A flood in an Argentine agricultural community. Courtesy
This phenomenon, about which so little is known, began with the “Soy Boom,” which arrived in the mid-seventies, causing a predatory expansion of the agricultural frontier in the country. Currently, the production of this cereal colonizes between half and two thirds of the cultivated Argentine plain. “The rest is almost all corn planting, accompanied by wheat and barley, depending on the summer or winter season,” says Jobbágy about “an agriculture that has grown on a large scale adjusting to savage capitalism. There are still small producers who work their small plots, but the large areas, some of hundreds of thousands of hectares, are in the hands of large companies.” The recent increase in the international price of wheat due to the war in Ukraine predicts that Argentina will further expand the cultivated area for the in-demand product.
“We are talking about a country that barely has territorial planning, with very little regulation, where lands have passed from hand to hand in a very violent way.

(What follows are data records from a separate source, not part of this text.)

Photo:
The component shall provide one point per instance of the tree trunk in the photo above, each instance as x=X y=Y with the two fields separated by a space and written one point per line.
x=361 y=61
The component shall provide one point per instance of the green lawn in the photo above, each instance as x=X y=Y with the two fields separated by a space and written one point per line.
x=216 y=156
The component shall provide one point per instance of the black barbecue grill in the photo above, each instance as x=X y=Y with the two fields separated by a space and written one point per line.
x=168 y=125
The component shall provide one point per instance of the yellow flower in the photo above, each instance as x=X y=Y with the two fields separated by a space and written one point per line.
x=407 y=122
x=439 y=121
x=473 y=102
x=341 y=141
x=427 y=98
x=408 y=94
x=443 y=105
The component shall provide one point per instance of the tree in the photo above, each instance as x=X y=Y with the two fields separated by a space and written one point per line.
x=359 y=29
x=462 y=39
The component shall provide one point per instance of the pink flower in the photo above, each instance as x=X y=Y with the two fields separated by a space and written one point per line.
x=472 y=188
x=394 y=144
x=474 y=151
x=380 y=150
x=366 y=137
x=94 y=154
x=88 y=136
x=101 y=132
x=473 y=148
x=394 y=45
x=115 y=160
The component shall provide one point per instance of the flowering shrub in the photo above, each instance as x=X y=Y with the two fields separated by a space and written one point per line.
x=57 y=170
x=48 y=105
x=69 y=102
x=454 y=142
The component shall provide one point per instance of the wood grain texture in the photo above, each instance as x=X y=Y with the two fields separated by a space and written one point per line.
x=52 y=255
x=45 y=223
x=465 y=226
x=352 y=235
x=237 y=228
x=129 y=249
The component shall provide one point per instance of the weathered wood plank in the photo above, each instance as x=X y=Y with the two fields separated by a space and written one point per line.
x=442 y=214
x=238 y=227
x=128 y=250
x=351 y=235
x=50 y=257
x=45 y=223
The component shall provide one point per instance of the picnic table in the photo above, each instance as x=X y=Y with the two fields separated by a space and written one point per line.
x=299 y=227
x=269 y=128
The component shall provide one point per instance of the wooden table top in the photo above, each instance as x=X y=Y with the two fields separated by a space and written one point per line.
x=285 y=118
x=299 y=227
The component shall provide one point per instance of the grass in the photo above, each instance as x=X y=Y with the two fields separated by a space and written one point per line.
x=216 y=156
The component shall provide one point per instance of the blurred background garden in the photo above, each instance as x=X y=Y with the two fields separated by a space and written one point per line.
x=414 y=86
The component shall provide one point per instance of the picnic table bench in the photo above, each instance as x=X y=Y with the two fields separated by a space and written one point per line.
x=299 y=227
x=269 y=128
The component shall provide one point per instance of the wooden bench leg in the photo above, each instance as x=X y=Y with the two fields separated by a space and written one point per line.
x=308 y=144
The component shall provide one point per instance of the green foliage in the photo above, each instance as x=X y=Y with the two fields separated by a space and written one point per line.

Some provinces are discussing normative ideas to turn them into regulations, but they are only the first steps,” explains the scientist.
The findings of their research reveal the escalation of flooding associated with the expansion of rainfed agriculture in South America and the effects of the rise of the water table, “but its impacts and risks are still poorly known, constituting major sustainability challenges.” , he warns.
To stop the increasing instability of the system, the study in which it has been immersed for years makes an urgent call for the implementation of land use policies that support agriculture, water management and rural populations in a smarter way. . “And that they also integrate the conservation of the little nature that we have left, those little pieces of forest, wetlands and grasslands,” says Jobbágy.
In the scientist’s words, social and environmental justice are completely intertwined in the agricultural landscape of the Argentine plains. “Which poses many challenges. We are a country that practically lives off the export of grains and these hydrological changes can put the good living of the territory and the people in check,” says the author of the study published in June.
As he concludes, the results of the work are an opportunity to better understand the impacts of the transformation of natural landscapes into crop fields and their hydrological effects below the ground. Also for the design of policies that help find the balance of the ecosystem. “We have changed the way in which the plain stores and transports water, giving rise to an unknown creature, one that began to wake up decades ago and that will not easily return to sleep. Only with good agreements will we learn to live with it.”